In ∆ABC, we have: AB = AC

∠ABC = ∠ACB ……… (1)

(∵ Angles opposite to equal sides are equal.)

In ADBC, we have : BD = CD

∠DBC = ∠DCB …………… (2)

(∵ Angles opposite to equal sides are equal.)

Adding (1) and (2), we have :

∠ABC + ∠DBC = ∠ACB + ∠DCB

⇒ ∠ABD = ∠ACD.

Question 6.

∆ABC is an isosceles triangle in which AB = AC. Side BA is produced to D such that AD = AB (see figure).
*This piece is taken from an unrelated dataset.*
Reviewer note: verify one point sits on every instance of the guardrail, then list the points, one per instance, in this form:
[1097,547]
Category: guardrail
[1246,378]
Show that ∠BCD is a right angle.

Answer:

In ∆ABC, we have : AB = AC

∴ ∠ACB = ∠ABC …………… (1)

(∵ Angles opp. to equal sides are equal.)

Now, AB = AD (Given)

∴ AD = AC (∵ AD = AC)

∠ACD = ∠ADC ………. (2)

(∵ Angles opp. to equal sides are equal.)

Adding (1) and (2), we get:

∠ACB + ∠ACD = ∠ABC + ∠ADC

or ∠BCD = ∠ABC + ∠BDC (∵ ∠ADC = ∠BDQ)

So, ∠BCD + ∠BCD = ∠ABC + ∠BDC + ∠BCD

(Adding ∠BCD on both sides)

2 ∠BCD = 180° (Angle sum property)

or ∠BCD = 90°

Hence, ∠BCD is a right angle.

Hence proved.

Question 7.

ABC is a right-angled triangle in which ∠A = 90° and AB = AC. Find ∠B and ∠C

Answer:

Given, AB = AC and ∠A = 90°

∴ ∠C = ∠B (Angles opposite to equal sides of a triangle)

In ∆ABC, ∠A + ∠B + ∠C = 180° (Angle sum property)

⇒ 90° + ∠B + ∠B = 180°

⇒ 2 ∠B = 180° – 90°

⇒ 2 ∠B = 90°

⇒ ∠B = 45°

∴ ∠B = ∠C = 45°

Question 8.

Show that the angles of an equilateral triangle are 60° each.

Answer:

Let us take ∆ABC is an equilateral triangle.

Then, AB = BC = AC

Now, AB = AC ⇒ ∠C = ∠B (Angle opposite to equal sides of a triangle)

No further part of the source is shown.